Ada yang tak suka kinerja jurnalistik memapar kebusukan sindikat dalam parlemen (DPR, dan DPRD) maupun sindikat pengusaha swasta. Begitu pula dalam pemerintahan terdapat sindikat pencitraan dengan data palsu. Beberapa pemerintah daerah juga suka “membeli” berbagai penghargaan palsu. Kadang, penghargaan diberikan oleh Kementerian maupun Lembaga Negara. Ada pula yang “dibeli” dari pihak swasta, sampai luar negeri.
Seluruh pencitraan (data prestasi) palsu sebagai tameng pelindung serangan pers. Antara lain, pers menerima iklan pariwara berbagai penghargaan yang “dibeli.” Pihak swasta juga memajang iklan (dengan ukuran besar) proyek mercusuar hasil kolusi dengan pejabat. Ingat misalnya, iklan properti super blok di media masa (dan iklan outdoor). Kini penguasaan tanah ratusan hektar itu menjadi kasus yang disidik KPK (Komisi Pemberantasan Korupsi). Melibatkan pucuk pimpinan Pemerintah Daerah.
Berbagai bentuk “gertakan” diarahkan pada pers. Gertakan mutualism (halus) biasa untuk biaya cetak, dan biaya tayang media mainstream. Tetapi ada pula yang dilakukan dengan kejahatan, melalui gerakan kontra-transparansi. Yang paling kejam bisa berupa kriminalisasi pers, berlanjut ke Pengadilan. Seperti terjadi pada wartawan media online Berita ATJEH, di Lhokseumawe. Tuduhannya, melanggar Pasal 27 ayat (3) UU Informasi dan Transaksi Elektronik.

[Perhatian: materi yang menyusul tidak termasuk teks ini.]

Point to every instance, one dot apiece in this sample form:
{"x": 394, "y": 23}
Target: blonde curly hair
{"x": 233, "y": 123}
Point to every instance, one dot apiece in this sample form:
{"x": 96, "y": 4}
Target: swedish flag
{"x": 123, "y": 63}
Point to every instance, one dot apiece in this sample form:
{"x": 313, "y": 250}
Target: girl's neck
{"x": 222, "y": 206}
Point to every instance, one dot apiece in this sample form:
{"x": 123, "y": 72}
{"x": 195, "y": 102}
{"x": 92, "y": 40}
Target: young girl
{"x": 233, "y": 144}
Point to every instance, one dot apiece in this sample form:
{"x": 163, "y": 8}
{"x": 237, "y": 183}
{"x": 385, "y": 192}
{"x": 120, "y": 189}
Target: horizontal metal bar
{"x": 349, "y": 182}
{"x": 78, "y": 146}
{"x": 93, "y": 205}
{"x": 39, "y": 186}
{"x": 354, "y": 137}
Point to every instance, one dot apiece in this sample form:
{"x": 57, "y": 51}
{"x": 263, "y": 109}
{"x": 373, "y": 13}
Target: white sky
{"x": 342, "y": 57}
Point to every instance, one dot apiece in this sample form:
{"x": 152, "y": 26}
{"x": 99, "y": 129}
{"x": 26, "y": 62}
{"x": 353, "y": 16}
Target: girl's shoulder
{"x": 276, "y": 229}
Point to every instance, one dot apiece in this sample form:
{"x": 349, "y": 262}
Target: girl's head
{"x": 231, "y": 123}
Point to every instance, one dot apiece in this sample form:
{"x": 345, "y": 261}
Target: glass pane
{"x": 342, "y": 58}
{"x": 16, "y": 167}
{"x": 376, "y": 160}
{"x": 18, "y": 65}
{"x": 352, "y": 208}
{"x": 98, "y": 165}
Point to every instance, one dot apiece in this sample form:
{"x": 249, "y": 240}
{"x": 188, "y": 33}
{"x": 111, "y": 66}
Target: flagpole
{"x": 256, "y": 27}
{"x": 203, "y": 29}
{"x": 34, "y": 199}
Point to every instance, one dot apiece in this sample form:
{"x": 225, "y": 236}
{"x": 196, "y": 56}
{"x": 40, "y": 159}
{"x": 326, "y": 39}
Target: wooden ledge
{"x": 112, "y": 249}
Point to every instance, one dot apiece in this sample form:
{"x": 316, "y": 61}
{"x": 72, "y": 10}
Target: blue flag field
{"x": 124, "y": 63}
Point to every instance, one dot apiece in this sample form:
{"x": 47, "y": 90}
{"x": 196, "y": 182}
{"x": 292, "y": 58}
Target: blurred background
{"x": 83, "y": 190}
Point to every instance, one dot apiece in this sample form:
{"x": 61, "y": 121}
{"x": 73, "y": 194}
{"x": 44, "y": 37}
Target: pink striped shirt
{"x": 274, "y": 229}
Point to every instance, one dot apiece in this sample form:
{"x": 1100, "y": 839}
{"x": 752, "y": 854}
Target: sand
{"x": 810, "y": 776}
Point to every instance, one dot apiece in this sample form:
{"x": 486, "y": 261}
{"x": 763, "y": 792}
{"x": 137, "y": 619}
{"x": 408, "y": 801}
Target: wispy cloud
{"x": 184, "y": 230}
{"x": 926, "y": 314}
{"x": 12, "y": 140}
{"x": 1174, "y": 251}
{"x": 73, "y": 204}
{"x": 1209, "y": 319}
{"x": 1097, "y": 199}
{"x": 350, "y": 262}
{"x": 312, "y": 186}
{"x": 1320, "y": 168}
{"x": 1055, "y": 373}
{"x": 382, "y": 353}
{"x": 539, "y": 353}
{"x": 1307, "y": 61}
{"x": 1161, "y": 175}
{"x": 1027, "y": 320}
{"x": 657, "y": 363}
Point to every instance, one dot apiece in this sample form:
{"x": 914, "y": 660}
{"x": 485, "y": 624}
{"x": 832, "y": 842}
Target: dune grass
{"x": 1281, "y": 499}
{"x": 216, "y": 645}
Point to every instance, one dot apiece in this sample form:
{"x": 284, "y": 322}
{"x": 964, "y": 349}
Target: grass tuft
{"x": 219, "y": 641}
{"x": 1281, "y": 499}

Penetapan tersangka terhadap kinerja jurnalisme, seharusnya juga ditimbang dengan UU Nomor 40 tahun 1999 tentang Pers. Pada pasal 5 ayat (2), diatur tentang hak jawab. Yakni, hak masyarakat yang merasa dirugikan oleh suatu pemberitaan. Pers wajib memuat jawaban oleh masyarakat yang dirugikan, pada halaman yang sama dan ukuran (luas halaman) yang sama. Bahkan pada kode etik pers, harus ditambah kata “maaf” manakala terjadi kesalahan.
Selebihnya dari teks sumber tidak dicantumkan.